RISC-V also has the advantage of linking industry and academia. One of the reasons that RISC-V was born at UC Berkeley was the inability to develop chips using industry-generated ISA. In the academic world, research activities are carried out to put new knowledge on the knowledge created by other people, but conventional commercial ISAs are intricately intertwined with intellectual property rights such as patents. It is difficult to share work with others. Therefore, RISC-V was born for research.
With RISC-V, problems found in the industry can be expected to have a virtuous cycle structure in which universities and academia find solutions and return them. As the technical coherence between industry and academia increases through industry-academia cooperation, researchers who have conducted research at universities will be able to move smoothly to industry after graduation. Companies can also expect to be able to efficiently utilize advanced technologies and experiences that have been studied in the academic world.

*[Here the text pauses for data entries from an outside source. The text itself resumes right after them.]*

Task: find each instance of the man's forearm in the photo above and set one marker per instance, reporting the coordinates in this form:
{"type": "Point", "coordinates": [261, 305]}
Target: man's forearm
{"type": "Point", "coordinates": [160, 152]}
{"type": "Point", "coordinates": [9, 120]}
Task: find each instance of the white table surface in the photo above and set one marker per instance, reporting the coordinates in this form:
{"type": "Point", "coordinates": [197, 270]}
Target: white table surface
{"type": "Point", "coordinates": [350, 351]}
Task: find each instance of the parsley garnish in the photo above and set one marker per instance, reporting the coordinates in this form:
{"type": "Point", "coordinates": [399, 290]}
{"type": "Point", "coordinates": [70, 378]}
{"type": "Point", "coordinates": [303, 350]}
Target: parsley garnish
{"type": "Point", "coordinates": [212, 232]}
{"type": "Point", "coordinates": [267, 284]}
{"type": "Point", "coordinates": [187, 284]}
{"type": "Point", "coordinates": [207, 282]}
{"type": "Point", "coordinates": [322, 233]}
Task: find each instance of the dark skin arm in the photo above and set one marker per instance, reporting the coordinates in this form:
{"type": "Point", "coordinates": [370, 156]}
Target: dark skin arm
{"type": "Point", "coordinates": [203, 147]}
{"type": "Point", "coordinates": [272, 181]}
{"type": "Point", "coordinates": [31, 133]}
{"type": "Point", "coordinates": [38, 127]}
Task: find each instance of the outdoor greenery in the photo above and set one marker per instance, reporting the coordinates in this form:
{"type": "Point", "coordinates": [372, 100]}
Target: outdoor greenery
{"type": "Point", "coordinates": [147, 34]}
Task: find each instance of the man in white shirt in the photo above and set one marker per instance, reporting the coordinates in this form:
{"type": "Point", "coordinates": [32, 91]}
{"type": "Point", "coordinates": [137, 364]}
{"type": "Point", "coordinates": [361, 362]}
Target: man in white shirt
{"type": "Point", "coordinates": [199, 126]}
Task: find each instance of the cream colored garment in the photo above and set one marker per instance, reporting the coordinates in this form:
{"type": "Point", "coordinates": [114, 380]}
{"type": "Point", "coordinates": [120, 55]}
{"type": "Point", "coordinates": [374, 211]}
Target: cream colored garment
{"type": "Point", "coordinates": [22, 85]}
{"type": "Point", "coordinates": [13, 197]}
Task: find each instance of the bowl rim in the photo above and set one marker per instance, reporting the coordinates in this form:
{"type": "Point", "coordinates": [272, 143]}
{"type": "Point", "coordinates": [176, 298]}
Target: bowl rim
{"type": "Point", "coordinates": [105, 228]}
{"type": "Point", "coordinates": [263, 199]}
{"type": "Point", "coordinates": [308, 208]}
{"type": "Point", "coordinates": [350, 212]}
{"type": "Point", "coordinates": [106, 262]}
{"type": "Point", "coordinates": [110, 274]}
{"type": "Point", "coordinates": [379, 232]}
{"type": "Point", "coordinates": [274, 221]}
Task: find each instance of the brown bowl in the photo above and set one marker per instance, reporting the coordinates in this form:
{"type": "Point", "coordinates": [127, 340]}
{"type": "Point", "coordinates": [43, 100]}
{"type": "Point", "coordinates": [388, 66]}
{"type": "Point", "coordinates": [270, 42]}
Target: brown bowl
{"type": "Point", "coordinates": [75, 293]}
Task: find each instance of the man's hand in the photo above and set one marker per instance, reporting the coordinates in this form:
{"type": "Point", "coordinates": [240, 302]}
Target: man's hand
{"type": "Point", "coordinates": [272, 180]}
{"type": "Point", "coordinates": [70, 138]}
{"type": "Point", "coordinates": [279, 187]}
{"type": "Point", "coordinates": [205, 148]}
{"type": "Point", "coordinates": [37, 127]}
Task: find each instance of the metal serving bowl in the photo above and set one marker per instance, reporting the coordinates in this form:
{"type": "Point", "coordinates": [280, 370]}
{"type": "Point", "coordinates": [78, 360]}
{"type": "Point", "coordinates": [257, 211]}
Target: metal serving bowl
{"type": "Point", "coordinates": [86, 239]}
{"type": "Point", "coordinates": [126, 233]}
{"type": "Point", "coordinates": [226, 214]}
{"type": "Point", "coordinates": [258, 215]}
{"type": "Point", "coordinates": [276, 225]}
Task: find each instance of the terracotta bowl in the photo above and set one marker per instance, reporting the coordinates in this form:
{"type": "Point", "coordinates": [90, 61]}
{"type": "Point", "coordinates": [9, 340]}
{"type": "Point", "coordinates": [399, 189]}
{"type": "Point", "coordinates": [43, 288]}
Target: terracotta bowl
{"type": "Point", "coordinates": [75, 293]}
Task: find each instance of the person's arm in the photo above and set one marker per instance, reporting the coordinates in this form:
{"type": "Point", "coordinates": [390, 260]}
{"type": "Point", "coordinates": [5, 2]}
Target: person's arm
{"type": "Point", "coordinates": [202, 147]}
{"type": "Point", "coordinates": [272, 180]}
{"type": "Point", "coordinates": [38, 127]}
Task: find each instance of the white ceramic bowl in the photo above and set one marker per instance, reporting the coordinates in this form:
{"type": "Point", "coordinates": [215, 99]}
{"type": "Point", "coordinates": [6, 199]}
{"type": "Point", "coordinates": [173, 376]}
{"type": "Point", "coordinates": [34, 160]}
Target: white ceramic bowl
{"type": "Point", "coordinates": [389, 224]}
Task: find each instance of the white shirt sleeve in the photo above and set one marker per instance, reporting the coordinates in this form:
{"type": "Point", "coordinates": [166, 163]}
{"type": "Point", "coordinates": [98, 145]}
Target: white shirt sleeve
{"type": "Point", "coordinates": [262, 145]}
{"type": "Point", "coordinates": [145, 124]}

With RISC-V, collaboration can be expected to become more active in industry. It is worth looking at creating new value through collaborations with competitors that were not possible in the past or collaboration with entirely different industries.
Long-term success of RISC-V depends on the software ecosystem to support it. The RISC-V ecosystem is not yet ARM-based, but it surpasses other companies’ intellectual property rights. RISC-V and has been moved to this platform. As Moore’s law collapses, the semiconductor industry is looking for a new direction. RISC-V can also be said to have a strong presence in this flow.